OpenAI’s revenue model is multi-tiered. ChatGPT provides:
- free tier (basic access)
- add $20 per month
- team $25-30 per user per month
- enterprise (customized pricing)
- Professional versionpriced at $200 per month (or higher for an enterprise-level annual plan), offers significantly expanded usage limits
According to statistics, as of mid-2025 source:
- ChatGPT Plus has approximately 10 million users
- OpenAI has 3 million paying commercial users across enterprise, teams and education
- The total number of paying subscribers is estimated to be approximately 35 million
- The conversion rate from free to paid is about 5-6%
The company reports that annual revenue will exceed $2 billion in 2023. Since then, growth has accelerated dramatically. OpenAI said its annualized revenue run rate will exceed $20 billion in 2025, a 233% increase from 2024, when revenue increased from $2 billion in 2023 to $6 billion in 2024.Despite its historic growth, the company is reportedly burning more than $17 billion annually, and revenue from subscriptions alone may still not be enough to cover the massive computing and infrastructure costs required to maintain its AI operations.
API access
Developers are paid by token. For premium models, pricing can reach:
- $1.25 per million tokens (input)
- $10 per million tokens (output)
At an enterprise scale, these costs add up quickly for both customers and OpenAI infrastructure.

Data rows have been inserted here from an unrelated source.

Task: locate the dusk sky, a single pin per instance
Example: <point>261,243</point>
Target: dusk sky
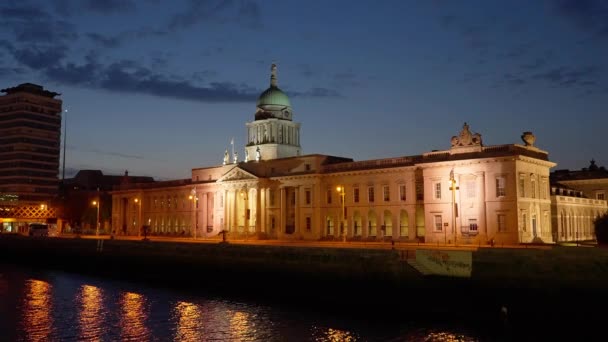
<point>160,87</point>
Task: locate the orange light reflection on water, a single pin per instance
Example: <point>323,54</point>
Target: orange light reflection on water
<point>90,316</point>
<point>37,310</point>
<point>189,322</point>
<point>133,318</point>
<point>331,334</point>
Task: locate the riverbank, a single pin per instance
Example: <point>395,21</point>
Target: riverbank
<point>548,286</point>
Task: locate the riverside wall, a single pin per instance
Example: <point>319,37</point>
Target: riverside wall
<point>550,283</point>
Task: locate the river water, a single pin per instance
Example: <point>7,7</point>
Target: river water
<point>50,305</point>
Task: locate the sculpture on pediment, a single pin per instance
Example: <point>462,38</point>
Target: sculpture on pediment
<point>466,138</point>
<point>225,158</point>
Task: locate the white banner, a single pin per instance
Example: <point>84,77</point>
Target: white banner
<point>446,263</point>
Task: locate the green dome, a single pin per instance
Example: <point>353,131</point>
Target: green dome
<point>273,96</point>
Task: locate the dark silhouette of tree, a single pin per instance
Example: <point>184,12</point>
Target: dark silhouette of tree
<point>601,229</point>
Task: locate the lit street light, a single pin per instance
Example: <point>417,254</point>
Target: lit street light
<point>454,187</point>
<point>194,200</point>
<point>343,231</point>
<point>96,203</point>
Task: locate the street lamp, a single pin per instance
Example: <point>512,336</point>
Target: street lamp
<point>454,187</point>
<point>343,231</point>
<point>139,223</point>
<point>194,200</point>
<point>96,203</point>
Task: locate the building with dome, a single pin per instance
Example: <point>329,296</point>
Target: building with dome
<point>468,193</point>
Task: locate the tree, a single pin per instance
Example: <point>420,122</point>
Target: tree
<point>601,229</point>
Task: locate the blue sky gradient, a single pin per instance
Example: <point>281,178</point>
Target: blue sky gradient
<point>160,87</point>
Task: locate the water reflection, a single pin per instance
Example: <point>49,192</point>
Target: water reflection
<point>331,334</point>
<point>37,308</point>
<point>92,312</point>
<point>189,322</point>
<point>133,318</point>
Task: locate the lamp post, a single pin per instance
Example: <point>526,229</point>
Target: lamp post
<point>96,203</point>
<point>194,200</point>
<point>454,187</point>
<point>139,223</point>
<point>343,231</point>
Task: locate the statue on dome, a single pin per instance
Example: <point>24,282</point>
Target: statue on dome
<point>466,138</point>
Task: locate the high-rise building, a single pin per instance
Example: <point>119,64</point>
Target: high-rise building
<point>30,133</point>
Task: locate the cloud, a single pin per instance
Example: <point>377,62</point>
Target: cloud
<point>315,92</point>
<point>588,15</point>
<point>244,12</point>
<point>70,7</point>
<point>108,6</point>
<point>568,76</point>
<point>105,41</point>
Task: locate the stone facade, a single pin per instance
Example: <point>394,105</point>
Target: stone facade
<point>467,194</point>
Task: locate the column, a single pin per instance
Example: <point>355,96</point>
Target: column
<point>481,185</point>
<point>204,222</point>
<point>282,203</point>
<point>297,210</point>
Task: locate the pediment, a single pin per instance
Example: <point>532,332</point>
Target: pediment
<point>236,174</point>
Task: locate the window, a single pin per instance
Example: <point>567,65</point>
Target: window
<point>502,222</point>
<point>471,189</point>
<point>500,187</point>
<point>473,225</point>
<point>437,190</point>
<point>438,223</point>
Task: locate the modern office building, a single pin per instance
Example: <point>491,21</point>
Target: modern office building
<point>30,133</point>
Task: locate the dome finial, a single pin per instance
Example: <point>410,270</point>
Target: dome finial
<point>273,75</point>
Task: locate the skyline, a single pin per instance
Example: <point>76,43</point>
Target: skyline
<point>141,92</point>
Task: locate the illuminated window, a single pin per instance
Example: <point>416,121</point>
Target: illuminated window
<point>473,225</point>
<point>502,222</point>
<point>438,223</point>
<point>437,190</point>
<point>471,189</point>
<point>500,187</point>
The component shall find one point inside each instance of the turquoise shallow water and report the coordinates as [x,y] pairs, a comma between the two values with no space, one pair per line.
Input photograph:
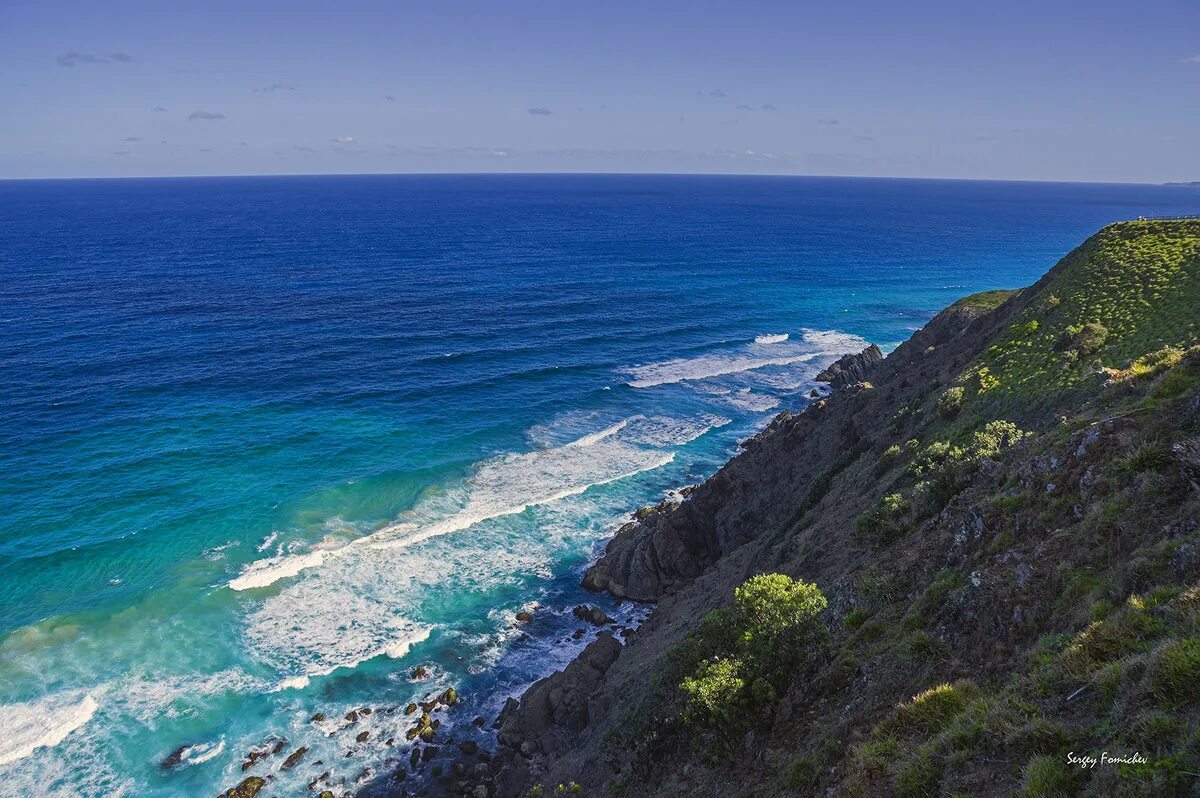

GPT store and custom models
Within two months of launching Custom GPT, users created more than 3 million variations. Enterprise integration has accelerated, with 61% of marketers in one survey saying their company offers ChatGPT Team or Enterprise licenses.
Advertising, IPO talk and sustainability issues
Sam Altman has publicly expressed his dissatisfaction with advertising over the years. He has said he “hates” advertising, calling it a “last resort” and describing its combination with artificial intelligence as “uniquely disturbing.” In 2025, he softened that stance, saying he wasn’t “completely opposed” to advertising, but “you need to be very careful to get it right.” As of February 2026, OpenAI is testing ads in ChatGPT for free and $8 per month “Go” tier users in the United States. The company says ads are contextual, clearly labeled, separate from chat responses, and protect user privacy. With 800-900 million weekly active users, most of whom are unpaid, and infrastructure costs running into billions of dollars per year, subsidizing free usage indefinitely without additional revenue streams is financially unsustainable. IPO speculation is tied to the same reality. OpenAI reportedly hopes to make its public debut as early as late 2026, in part to tap capital markets to fund expanding computing needs and compete with rivals like Anthropic.